1st Edition

Criminal Law and Human Rights

By P.H.P.H.M.C. van Kempen Copyright 2014
    496 Pages
    by Routledge

    The significance of fundamental individual rights to substantive criminal law, criminal procedure law and sentencing law is undeniable for anyone who is familiar with the criminal justice system. The fourteen essays selected for this volume portray and discuss the meaning and rationale of those human rights that are most relevant to that system. They have been chosen for their high quality, timeless approach and general attention to issues that are of universal interest and thus not too closely related to the technicalities of a specific criminal justice system. In combination with the introduction to this volume, the essays cover almost the entire criminal justice system and offer a general overview as well as an in-depth examination of criminal law and human rights. As a result, this volume is essential for researchers, lecturers and students concerned with the tensions and harmonies between the values the criminal justice system and human rights respectively serve.

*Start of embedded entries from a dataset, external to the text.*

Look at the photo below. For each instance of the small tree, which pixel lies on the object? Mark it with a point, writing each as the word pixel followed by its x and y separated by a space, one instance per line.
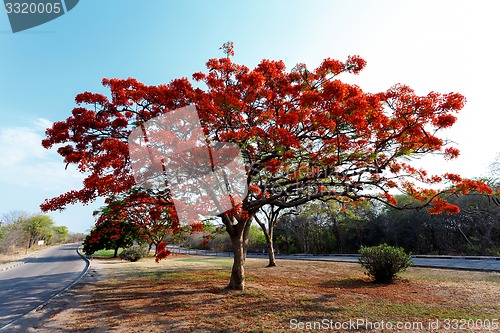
pixel 61 233
pixel 110 235
pixel 38 227
pixel 384 262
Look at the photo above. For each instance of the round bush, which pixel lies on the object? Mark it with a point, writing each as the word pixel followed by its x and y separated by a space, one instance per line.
pixel 134 253
pixel 384 262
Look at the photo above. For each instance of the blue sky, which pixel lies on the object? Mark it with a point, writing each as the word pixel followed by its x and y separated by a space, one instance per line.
pixel 439 46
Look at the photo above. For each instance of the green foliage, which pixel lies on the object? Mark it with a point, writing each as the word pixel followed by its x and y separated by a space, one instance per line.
pixel 61 234
pixel 384 262
pixel 38 227
pixel 256 239
pixel 134 253
pixel 110 235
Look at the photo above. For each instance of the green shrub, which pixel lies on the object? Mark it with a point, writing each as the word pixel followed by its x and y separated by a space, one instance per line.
pixel 384 262
pixel 134 253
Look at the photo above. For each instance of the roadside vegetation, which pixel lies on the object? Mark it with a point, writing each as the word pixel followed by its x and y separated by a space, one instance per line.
pixel 186 294
pixel 20 232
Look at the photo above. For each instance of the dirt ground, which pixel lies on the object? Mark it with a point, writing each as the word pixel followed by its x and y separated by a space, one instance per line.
pixel 186 294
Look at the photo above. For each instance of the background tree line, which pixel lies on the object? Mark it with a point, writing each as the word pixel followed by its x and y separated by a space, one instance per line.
pixel 22 230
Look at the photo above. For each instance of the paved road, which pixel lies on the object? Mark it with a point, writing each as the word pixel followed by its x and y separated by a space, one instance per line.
pixel 452 262
pixel 43 276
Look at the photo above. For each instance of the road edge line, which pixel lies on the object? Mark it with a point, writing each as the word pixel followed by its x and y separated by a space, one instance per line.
pixel 44 304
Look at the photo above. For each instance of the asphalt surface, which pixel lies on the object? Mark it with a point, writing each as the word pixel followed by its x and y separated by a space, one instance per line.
pixel 28 284
pixel 489 264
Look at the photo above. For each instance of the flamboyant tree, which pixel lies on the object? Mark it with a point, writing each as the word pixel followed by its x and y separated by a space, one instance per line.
pixel 152 214
pixel 304 134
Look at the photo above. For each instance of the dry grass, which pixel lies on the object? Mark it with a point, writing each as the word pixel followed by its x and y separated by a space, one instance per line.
pixel 186 294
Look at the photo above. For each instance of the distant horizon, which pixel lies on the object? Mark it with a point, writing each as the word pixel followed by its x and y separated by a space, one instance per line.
pixel 444 46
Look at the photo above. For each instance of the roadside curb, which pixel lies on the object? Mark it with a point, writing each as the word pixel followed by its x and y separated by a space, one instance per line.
pixel 11 265
pixel 82 274
pixel 41 306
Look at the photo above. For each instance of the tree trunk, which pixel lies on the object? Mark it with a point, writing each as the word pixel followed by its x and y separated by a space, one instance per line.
pixel 237 281
pixel 268 233
pixel 270 250
pixel 239 241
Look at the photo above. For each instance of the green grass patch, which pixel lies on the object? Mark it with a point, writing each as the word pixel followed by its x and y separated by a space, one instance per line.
pixel 214 261
pixel 383 310
pixel 105 253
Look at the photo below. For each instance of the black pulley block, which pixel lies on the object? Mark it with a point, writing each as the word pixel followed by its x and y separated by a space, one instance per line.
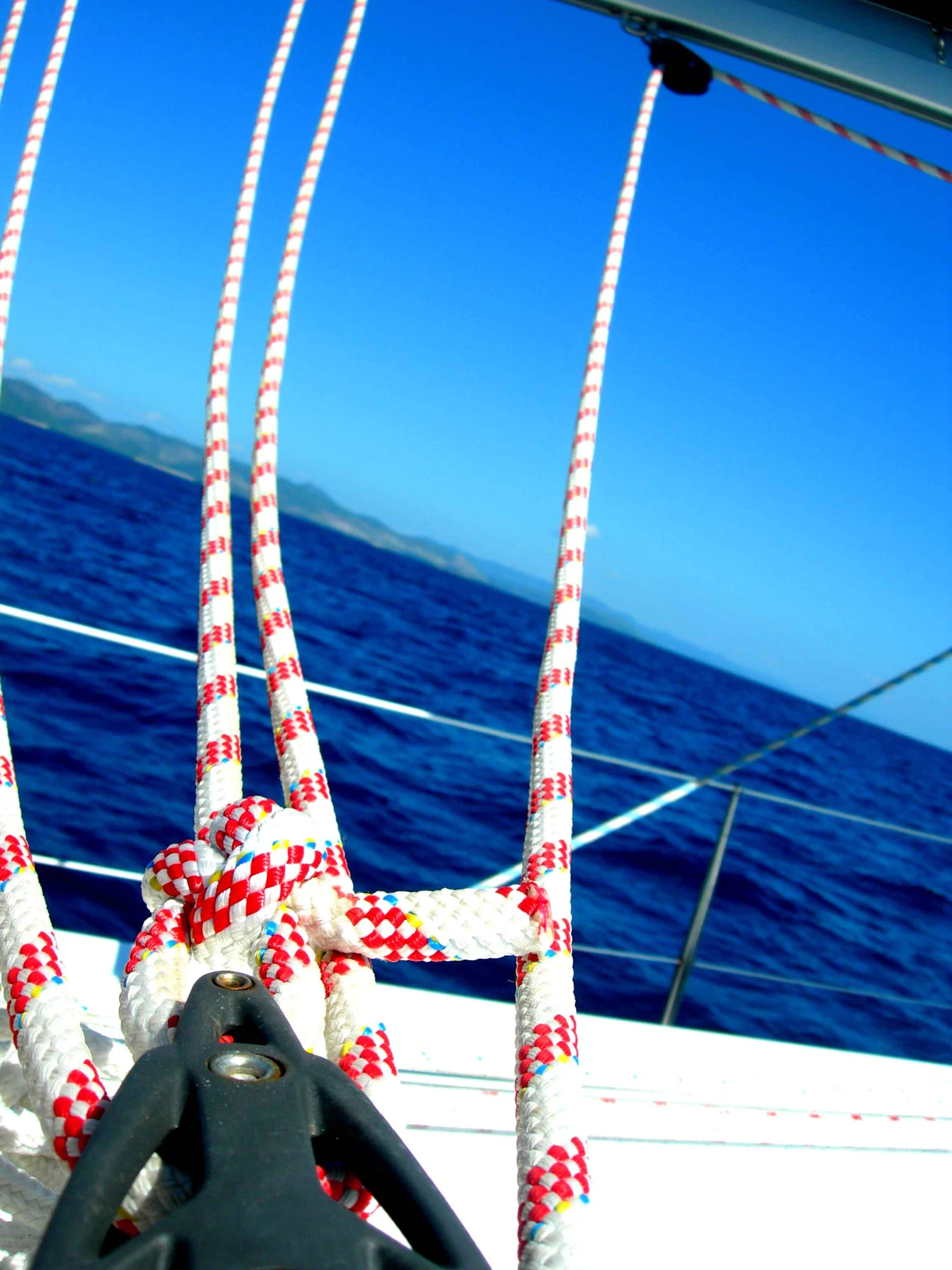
pixel 683 70
pixel 238 1106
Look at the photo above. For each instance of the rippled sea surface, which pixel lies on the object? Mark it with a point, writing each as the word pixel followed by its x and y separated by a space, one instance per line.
pixel 104 750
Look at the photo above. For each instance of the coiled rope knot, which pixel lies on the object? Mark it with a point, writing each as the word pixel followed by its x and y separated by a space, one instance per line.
pixel 220 902
pixel 258 891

    Contents: Introduction; Part I Criminal Procedural law: Four threats to the presumption of innocence, Andrew Ashworth; Pretrial and preventive detention of suspected terrorists: options and constraints under international law, Douglass Cassel; Privacy as struggle, Andrew E. Taslitz; Why must trials be fair?, Stefan Trechsel; Re-conceptualizing the right of silence as an effective fair trial standard, John Jackson; Confrontation: the search for basic principles, Richard D. Friedman; The protection of human dignity in interrogations: may interrogative torture ever be tolerated? Reflections in light of recent German and Israeli experiences, Miriam Gur-Arye and Florian Jessberger; Rethinking double jeopardy: justice and finality in criminal process, Ian Dennis; The doctrine of the Inter-American Court of Human Rights regarding states’ duty to punish human rights violations and its dangers, Fernando Felipe Basch. Part II Substantive Criminal Law: Nulla poena sine lege, Jerome Hall; Hate speech in constitutional jurisprudence: a comparative analysis, Michel Rosenfeld; Freedom of religion and criminal law: a legal appraisal. From the principle of separation of church and state to the principle of pluralist democracy?, Piet Hein van Kempen; The human rights implications of a ‘cultural defense’, Michaël Fischer. Part III Sentencing: Life imprisonment: recent issues in national and international law, Dirk van Zyl Smit. Name index.

    Biography

    Professor Dr. P.H.P.H.M.C. van Kempen is Professor of Criminal Law and Criminal Procedure Law, and Chair of the Department of Criminal Law, Criminal Procedure Law and Criminology at Radboud University, Nijmegen, The Netherlands. He is Secretary-General of the International Penal and Penitentiary Foundation (IPPF) and part-time Justice (Judge) at the Court of Appeals, ’s-Hertogenbosch, The Netherlands.